I saw this on CL. I thought it might be a good way to get myself a musky setup.
----------------
For Sale:

2- Shimano Corsair CS400 Musky Reels $25 each
Shakespeare Contender 6'6" Graphite Medium Action Rod $15
Browning Gold Medallion 6’ Graphite Medium-Light Action Rod $15
Eagle GE-UL56 5’6” Graphite Ultra-Light Rod $10
Shakespeare Omni BWR 175 6’ Graphite Musky Rod $15 
All in Good to Excellent Shape. 





---------------

I'm at least thinking about one of the Cosairs and the Musky Rod.

Any input would be awesome. I might do the deal this weekend.


----------



## bearsphan3.14 (Feb 11, 2011)

I don't know about those. But, I hope spring comes your way soon. It seems you have been on a buying spree


----------



## FishyItch (Feb 11, 2011)

Haha...

I actually haven't purchased a whole lot, I've just been really really close on a lot of stuff. My better judgment always seems to kick in right at the last second.

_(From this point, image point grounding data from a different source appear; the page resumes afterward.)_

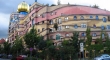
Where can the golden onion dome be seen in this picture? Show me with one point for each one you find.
(23, 7)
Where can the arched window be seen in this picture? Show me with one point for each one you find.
(97, 18)
(58, 37)
(75, 17)
(104, 19)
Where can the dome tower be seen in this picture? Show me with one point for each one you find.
(23, 8)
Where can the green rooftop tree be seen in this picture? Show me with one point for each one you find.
(31, 38)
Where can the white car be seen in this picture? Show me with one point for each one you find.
(103, 57)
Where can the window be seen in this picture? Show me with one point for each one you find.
(33, 22)
(97, 18)
(58, 37)
(109, 35)
(102, 35)
(108, 27)
(104, 19)
(38, 30)
(51, 13)
(94, 26)
(91, 16)
(102, 27)
(42, 22)
(75, 17)
(94, 34)
(83, 34)
(43, 15)
(59, 21)
(67, 26)
(51, 21)
(75, 26)
(51, 29)
(83, 25)
(67, 35)
(42, 29)
(82, 18)
(51, 37)
(30, 25)
(66, 18)
(33, 15)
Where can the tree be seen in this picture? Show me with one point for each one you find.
(74, 43)
(53, 5)
(88, 41)
(107, 44)
(6, 47)
(31, 38)
(56, 26)
(95, 6)
(17, 46)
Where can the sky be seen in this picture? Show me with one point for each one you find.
(7, 7)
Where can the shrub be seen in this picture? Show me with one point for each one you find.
(32, 58)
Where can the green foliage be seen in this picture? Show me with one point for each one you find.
(6, 47)
(74, 41)
(17, 46)
(65, 43)
(56, 26)
(32, 58)
(88, 42)
(31, 38)
(95, 6)
(42, 45)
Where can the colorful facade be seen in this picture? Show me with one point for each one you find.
(69, 17)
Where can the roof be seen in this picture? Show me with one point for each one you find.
(2, 41)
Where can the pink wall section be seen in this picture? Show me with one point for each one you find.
(73, 10)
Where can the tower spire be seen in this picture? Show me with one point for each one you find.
(58, 2)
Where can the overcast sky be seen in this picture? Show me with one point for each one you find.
(9, 6)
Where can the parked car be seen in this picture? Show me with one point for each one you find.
(103, 57)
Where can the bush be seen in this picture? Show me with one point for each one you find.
(32, 58)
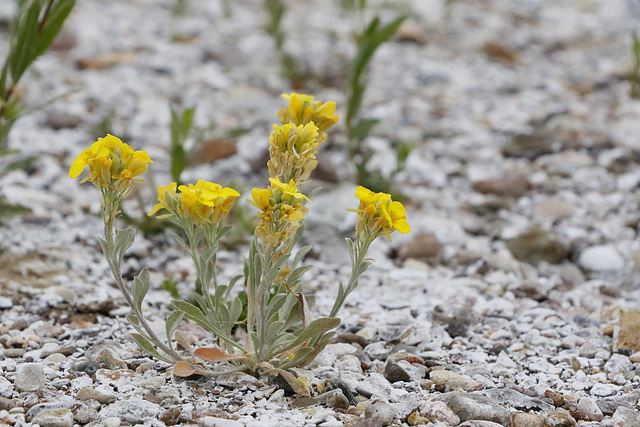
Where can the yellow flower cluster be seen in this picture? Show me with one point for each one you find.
(112, 164)
(281, 210)
(378, 214)
(204, 202)
(293, 146)
(302, 109)
(292, 150)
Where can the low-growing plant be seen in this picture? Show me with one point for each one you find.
(280, 332)
(634, 75)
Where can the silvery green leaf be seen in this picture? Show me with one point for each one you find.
(140, 287)
(317, 348)
(145, 344)
(274, 329)
(172, 323)
(179, 239)
(297, 273)
(124, 240)
(194, 313)
(132, 319)
(300, 255)
(235, 310)
(299, 357)
(107, 247)
(352, 252)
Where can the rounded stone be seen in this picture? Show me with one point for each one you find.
(380, 410)
(559, 418)
(337, 400)
(601, 258)
(61, 417)
(30, 377)
(524, 419)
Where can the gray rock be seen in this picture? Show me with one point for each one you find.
(524, 419)
(111, 359)
(604, 390)
(135, 410)
(588, 350)
(14, 353)
(516, 399)
(618, 363)
(30, 377)
(393, 372)
(337, 400)
(452, 380)
(381, 410)
(438, 411)
(471, 406)
(627, 416)
(590, 409)
(537, 244)
(601, 258)
(89, 393)
(529, 146)
(559, 418)
(479, 423)
(61, 417)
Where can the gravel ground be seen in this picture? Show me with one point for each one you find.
(513, 301)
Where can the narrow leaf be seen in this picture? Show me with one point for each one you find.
(145, 344)
(183, 369)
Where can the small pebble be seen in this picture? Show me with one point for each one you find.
(380, 410)
(30, 377)
(61, 417)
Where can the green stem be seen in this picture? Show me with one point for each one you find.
(352, 284)
(114, 262)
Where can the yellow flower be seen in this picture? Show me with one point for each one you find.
(112, 163)
(394, 217)
(293, 213)
(368, 197)
(261, 198)
(96, 150)
(290, 189)
(302, 109)
(298, 140)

But you're right...I need spring. I think all of us northern guys do.


----------



## Musky Tom (Feb 16, 2011)

Got a Corsair when I bought a used muskie rod...it's crappy for casting, but I'm thinking of using it for trolling
I don't think it's one of the better reels shimano produced (and I like shimano), but at $25.00, can't go wrong
Tom


----------



## ITGuy (May 15, 2011)

I know this is an older post but figured I would respond. I had a Shimano Corsair for about a month and it fell apart. Took it back to Sport's Authority and got a second one. The second one fell apart within a month as well, took it back as well. Not a very good Shimano reel. Worst Shimano I have ever owned.


----------



## bcbouy (May 16, 2011)

if you like those type of reels,try to find an ambassadeur.the old 6000's are good.they are fairly cheap. ive pulled in a 50 lb. salmon on one.


----------



## pelagicbldr (May 24, 2011)

Junk in comparison to others available. Won't hold up long with hard fishing. Not made for a diehard!


----------



## PlainBassCrazy (Jun 13, 2011)

I have a corsair CS300 nice reel very smooth and casts far I have mine loaded with 20 and use it for striped bass and northern pike. I just dont think Id give 25 bucks a reel unless they are in like new condition! they were only 40 to 45 bucks new.


----------



## PlainBassCrazy (Jun 13, 2011)

pelagicbldr said:


> Junk in comparison to others available. Won't hold up long with hard fishing. Not made for a diehard!




they'll hold up they just dont take abuse and neglect well... ive fished with my CS300 in 3 different states for multiple species of fish even some salt water fishing in the gulf of mexico its landed hundreds of fish some upwards of 25-30 lbs only had one piece break on it and it was my fault for over tightening the line guide pawl cap. Keep it clean and lubricated and they will last.


----------